Poll: 72% of Floridians support red-light cameras


In 2010, Florida joined the national movement of nearly 30 states by enacting the Mark Wandall Traffic Safety Act, Florida’s red light safety camera program. Now, two years later, on the heels of proven, life saving success, Floridian support of the safety cameras laws is at 72%, reflecting unprecedented confidence in its road and community safety benefits. Conducted by the respected national research firm, FrederickPolls, this recent, statistically relevant survey of Floridian voters is consistent with the polling conducted by the St. Petersburg Times in late 2011.

Perhaps most encouraging to road safety advocates: When asked specifically and even after hearing arguments critical of the safety cameras, 67% of Floridians still want to KEEP the red light safety laws in place.  And, this broad, majority confidence crosses all regions, party, age, ethnicity, and philosophical subgroups of the Florida electorate.

“People from Jacksonville to Miami and all points in between, regardless of political party affiliation, know that red light safety cameras prevent injuries and deaths and make intersections safer,” said David Kelly, Executive Director of the National Coalition for Safer Roads. “And as these programs evolve, people are seeing real life-saving results.”

For example, several cities across Florida, from Apopka to North Miami and Miami Gardens, have seen more than a 60% drop in crashes after installing safety cameras. In Temple Terrace, Florida, they experienced a 67% drop in red light running accidents. In Orlando, during its inaugural year of the program, rear end collisions dropped 20%, and there were no fatalities.

Of course, Florida law enforcement has been a long time advocate of red light programs as instrumental elements in statewide transportation safety. Hillsborough County is yet another example of what has been occurring across Florida. Hillsborough County Sheriff, David Gee, saw red light running become an epidemic in the county, pointing to more than 800 crashes and three fatalities in just a two year period.  Currently and in tandem with implementation of its red light safety camera program, Hillsborough County has experienced an overall reduction in crashes with injuries at 10 intersections where the cameras were placed.

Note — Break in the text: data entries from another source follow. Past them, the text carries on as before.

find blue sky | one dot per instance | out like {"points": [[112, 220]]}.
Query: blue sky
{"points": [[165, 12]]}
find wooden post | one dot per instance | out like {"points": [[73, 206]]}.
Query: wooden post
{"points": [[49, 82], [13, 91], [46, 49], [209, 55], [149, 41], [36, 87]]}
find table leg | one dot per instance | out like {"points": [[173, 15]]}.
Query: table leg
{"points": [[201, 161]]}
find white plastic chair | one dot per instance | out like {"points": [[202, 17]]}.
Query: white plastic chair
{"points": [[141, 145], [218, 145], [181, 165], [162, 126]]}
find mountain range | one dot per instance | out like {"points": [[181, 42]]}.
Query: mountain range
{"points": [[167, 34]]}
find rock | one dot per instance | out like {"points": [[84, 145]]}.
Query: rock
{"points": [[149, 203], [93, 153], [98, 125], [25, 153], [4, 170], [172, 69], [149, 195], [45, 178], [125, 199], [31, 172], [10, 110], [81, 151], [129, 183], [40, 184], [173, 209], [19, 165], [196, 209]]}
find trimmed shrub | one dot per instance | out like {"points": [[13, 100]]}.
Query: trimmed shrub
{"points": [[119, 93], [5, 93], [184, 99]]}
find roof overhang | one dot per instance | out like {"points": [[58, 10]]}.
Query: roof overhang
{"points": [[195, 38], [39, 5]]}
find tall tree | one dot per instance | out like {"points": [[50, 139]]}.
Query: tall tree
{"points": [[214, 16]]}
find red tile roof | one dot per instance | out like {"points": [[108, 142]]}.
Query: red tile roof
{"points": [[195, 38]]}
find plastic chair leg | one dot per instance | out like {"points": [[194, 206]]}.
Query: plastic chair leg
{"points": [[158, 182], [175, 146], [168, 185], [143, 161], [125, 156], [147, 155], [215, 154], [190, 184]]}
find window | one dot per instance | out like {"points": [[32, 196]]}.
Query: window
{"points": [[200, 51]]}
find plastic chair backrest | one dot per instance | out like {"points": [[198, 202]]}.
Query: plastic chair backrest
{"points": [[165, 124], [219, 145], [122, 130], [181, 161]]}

“I think Floridian support of safety cameras is also bolstered by the recognition that safety cameras offer critical assistance to law enforcement in keeping the broader community even safer,” said Sheriff David Gee, Hillsborough County.    




  1. You should really mention that the NSCR that paid for this poll was created by ATS, receives almost all of it’s funding from ATS and essentially operates as the PR arm of ATS, the largest red light camera company operating in Florida. This is a very one-sided press release and it is important to cite where the information is coming from. Might also be good to mention that Bradenton(which has had red light cameras for over 2 years now) has seen their crashes go UP after red light cameras were installed. There was also a new study done by USF on red light cameras that was just covered by TBO.com on Sunday:


  2. ATS’ can poll all they want, but the fact is that when people go to vote on red light cameras, they always vote them out.

    I wonder why newspapers and blogs even publish such questionable stuff.

  3. In Nov. 2011 there were 8 public referendums regarding red light cameras. 7 of the 8 voted to get rid of the red light cameras. There are currently 8 states that have outlawed redlight cameras and many cities like Houston and Los Angeles and Colorado Springs and many others have gotten rid of them. Florida’s revenue estimating conference says that in 2012 there will be 2.3 million people who get red light tickets in Florida and the revenue will be $190 million dollars. Yet there are no valid statistics that show any significan change in traffic fatalities.

  4. There are very few drivers (including some Police Officers) that execute a stop as presribed by Law. It’s no wonder Law Enforcement is forced to require new technologies in order to keep our roads safe! I obey the Traffic Laws to the best of my ability. If we all did, we wouldn’t need the cameras.